The essence of the federal law that requires mental health parity in insurance coverage is not that mental health needs to have a certain level of coverage but rather that whatever the level of medical coverage you have under your insurance your mental health coverage has to be equivalent. In other words there can’t be different deductibles, different maximum number of visits, different maximum amounts paid, and, most importantly, the process of reviewing requests for coverage has to be roughly comparable for mental health and other health treatments.
“It’s really about equity and it’s not necessarily about, ‘you have to cover these things,’ but it’s about ‘these things have to be equal’ and about really viewing behavioral health as equal to all other types of health care,” said Luke Butler, a fellow with the Scattergood Foundation, the project’s co-creator.
A very common parity law violation has to do with long wait times to see a behavioral health provider.
“So in parity, your wait to see a behavioral health provider shouldn’t be any longer than your wait to see a physical health provider,” said Alyssa Schatz, director of advocacy and policy at the Mental Health Association of Southeast Pennsylvania.
“But what we’re actually seeing is that insurers are often providing very inadequate reimbursement for their behavioral health providers.

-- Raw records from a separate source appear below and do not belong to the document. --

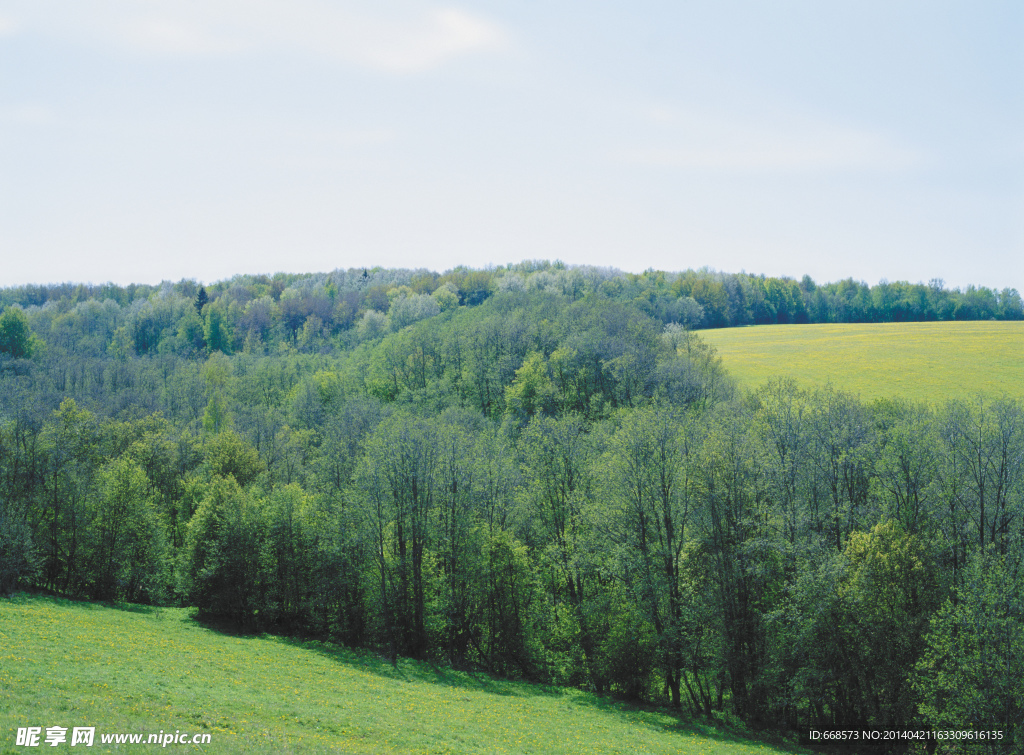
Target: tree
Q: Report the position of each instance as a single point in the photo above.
(972, 673)
(15, 334)
(651, 486)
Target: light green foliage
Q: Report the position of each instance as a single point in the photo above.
(931, 362)
(446, 296)
(266, 694)
(228, 455)
(15, 334)
(223, 564)
(128, 544)
(530, 391)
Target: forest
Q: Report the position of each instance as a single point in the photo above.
(536, 470)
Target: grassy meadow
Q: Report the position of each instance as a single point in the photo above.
(139, 669)
(928, 362)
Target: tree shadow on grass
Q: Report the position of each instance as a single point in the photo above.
(410, 671)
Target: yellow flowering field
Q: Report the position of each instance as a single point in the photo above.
(928, 362)
(143, 670)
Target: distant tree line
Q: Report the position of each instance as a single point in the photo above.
(325, 311)
(541, 472)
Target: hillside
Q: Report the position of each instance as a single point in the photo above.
(931, 362)
(141, 670)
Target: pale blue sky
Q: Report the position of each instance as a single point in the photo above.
(152, 139)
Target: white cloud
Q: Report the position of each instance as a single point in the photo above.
(400, 36)
(763, 142)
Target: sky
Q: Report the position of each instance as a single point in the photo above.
(143, 140)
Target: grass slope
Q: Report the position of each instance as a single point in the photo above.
(929, 362)
(135, 669)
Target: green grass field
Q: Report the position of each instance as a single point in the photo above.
(136, 669)
(929, 362)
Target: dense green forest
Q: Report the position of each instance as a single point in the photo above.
(538, 470)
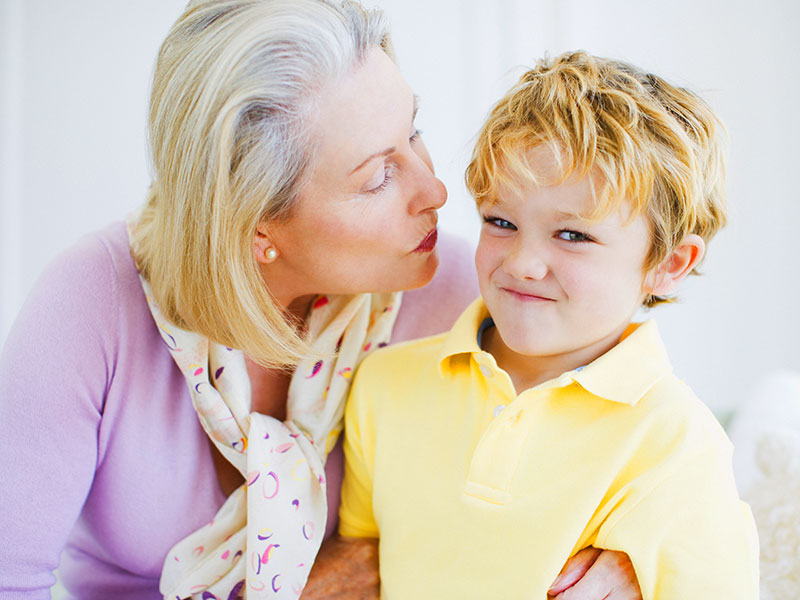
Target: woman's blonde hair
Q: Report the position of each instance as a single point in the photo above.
(236, 84)
(659, 147)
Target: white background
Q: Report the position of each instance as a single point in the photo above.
(74, 79)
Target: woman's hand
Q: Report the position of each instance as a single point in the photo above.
(345, 569)
(594, 574)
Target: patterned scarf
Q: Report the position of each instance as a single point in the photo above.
(266, 535)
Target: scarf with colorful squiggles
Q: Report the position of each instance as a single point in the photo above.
(265, 537)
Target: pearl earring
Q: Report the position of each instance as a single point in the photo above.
(270, 254)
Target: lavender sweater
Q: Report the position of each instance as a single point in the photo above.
(104, 463)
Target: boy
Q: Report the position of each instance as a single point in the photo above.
(546, 421)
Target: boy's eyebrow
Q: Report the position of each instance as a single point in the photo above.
(388, 151)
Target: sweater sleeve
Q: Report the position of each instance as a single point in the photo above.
(54, 370)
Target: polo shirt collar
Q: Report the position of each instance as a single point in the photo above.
(463, 337)
(623, 374)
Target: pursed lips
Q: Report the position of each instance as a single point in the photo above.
(429, 241)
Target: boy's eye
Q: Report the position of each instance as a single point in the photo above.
(569, 235)
(500, 223)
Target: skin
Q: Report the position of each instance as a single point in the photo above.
(364, 222)
(562, 289)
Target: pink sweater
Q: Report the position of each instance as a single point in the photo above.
(103, 456)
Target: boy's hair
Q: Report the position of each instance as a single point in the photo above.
(658, 146)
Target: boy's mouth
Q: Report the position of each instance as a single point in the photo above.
(526, 296)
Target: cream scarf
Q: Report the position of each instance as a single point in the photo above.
(266, 535)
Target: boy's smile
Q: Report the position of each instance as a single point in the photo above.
(561, 289)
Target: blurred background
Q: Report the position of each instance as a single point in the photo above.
(75, 76)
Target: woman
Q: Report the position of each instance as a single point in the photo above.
(292, 196)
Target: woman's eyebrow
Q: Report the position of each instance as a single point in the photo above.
(388, 151)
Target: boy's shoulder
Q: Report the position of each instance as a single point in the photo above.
(675, 417)
(402, 358)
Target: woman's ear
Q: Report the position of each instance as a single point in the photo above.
(264, 250)
(663, 279)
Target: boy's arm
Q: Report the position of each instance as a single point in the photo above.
(345, 569)
(689, 536)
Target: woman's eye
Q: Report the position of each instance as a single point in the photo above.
(379, 183)
(569, 235)
(499, 223)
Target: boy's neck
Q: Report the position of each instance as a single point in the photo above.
(529, 371)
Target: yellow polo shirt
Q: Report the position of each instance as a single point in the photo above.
(478, 492)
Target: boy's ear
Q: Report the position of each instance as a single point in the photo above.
(663, 279)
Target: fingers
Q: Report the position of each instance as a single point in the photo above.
(345, 569)
(574, 570)
(611, 577)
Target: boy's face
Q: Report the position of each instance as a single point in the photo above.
(558, 287)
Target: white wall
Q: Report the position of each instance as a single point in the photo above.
(74, 78)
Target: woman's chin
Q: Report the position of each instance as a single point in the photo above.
(426, 273)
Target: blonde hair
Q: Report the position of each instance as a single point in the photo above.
(659, 147)
(235, 84)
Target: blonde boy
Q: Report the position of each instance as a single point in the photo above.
(546, 421)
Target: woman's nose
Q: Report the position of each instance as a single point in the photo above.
(430, 192)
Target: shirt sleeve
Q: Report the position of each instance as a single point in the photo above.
(54, 369)
(689, 536)
(356, 516)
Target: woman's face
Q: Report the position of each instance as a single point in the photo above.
(366, 219)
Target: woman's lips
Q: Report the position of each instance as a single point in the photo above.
(429, 243)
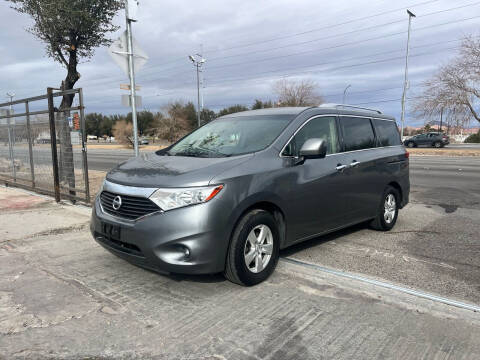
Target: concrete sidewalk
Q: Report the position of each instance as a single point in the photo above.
(63, 296)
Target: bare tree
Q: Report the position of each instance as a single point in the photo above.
(297, 93)
(176, 123)
(71, 30)
(454, 91)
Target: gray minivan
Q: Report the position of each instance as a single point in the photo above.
(233, 193)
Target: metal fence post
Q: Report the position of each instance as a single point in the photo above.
(10, 146)
(29, 137)
(53, 142)
(84, 146)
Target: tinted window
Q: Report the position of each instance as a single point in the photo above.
(357, 133)
(321, 128)
(232, 136)
(387, 133)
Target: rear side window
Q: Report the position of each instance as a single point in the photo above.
(321, 128)
(357, 133)
(387, 132)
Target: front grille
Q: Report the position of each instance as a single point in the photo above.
(132, 207)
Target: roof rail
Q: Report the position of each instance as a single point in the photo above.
(337, 106)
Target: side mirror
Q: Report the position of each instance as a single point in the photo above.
(314, 149)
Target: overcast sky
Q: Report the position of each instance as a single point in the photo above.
(249, 45)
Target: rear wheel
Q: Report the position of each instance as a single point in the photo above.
(254, 249)
(388, 210)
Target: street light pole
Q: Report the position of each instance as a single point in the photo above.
(10, 140)
(198, 95)
(405, 83)
(345, 93)
(197, 61)
(131, 74)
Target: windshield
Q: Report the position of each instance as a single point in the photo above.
(232, 136)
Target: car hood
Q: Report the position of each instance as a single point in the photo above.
(152, 170)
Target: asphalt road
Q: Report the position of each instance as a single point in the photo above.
(445, 181)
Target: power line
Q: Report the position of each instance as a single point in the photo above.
(318, 39)
(322, 28)
(328, 69)
(370, 39)
(326, 37)
(326, 63)
(331, 36)
(313, 30)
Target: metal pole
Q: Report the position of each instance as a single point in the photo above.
(198, 94)
(84, 146)
(131, 74)
(11, 138)
(441, 119)
(345, 93)
(30, 150)
(53, 141)
(405, 83)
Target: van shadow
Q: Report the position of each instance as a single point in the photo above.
(319, 240)
(205, 279)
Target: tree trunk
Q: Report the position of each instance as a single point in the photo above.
(66, 161)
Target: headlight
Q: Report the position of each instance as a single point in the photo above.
(172, 198)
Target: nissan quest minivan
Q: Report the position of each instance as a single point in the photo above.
(233, 193)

So this means that fewer providers are able to contract with them, and consumers often have long waits to access care,” she said.
The new website is help people work on parity violations within their state since the law requires that compliance take place within each state – in other words the task was turned over to each state’s insurance regulators. And not surprisingly many states don’t know how to do that yet.
“Right now I think what our website’s doing is really laying out the tools that could exist in terms of enforcing parity,” said Viña. “And, at this point, I don’t think anybody knows what the best way to enforce parity is. But I think through our work we may start to figure that out.”
In its current “beta” formed the website offers resources on parity law in five states, including California. A complete version of the site will launch later this year.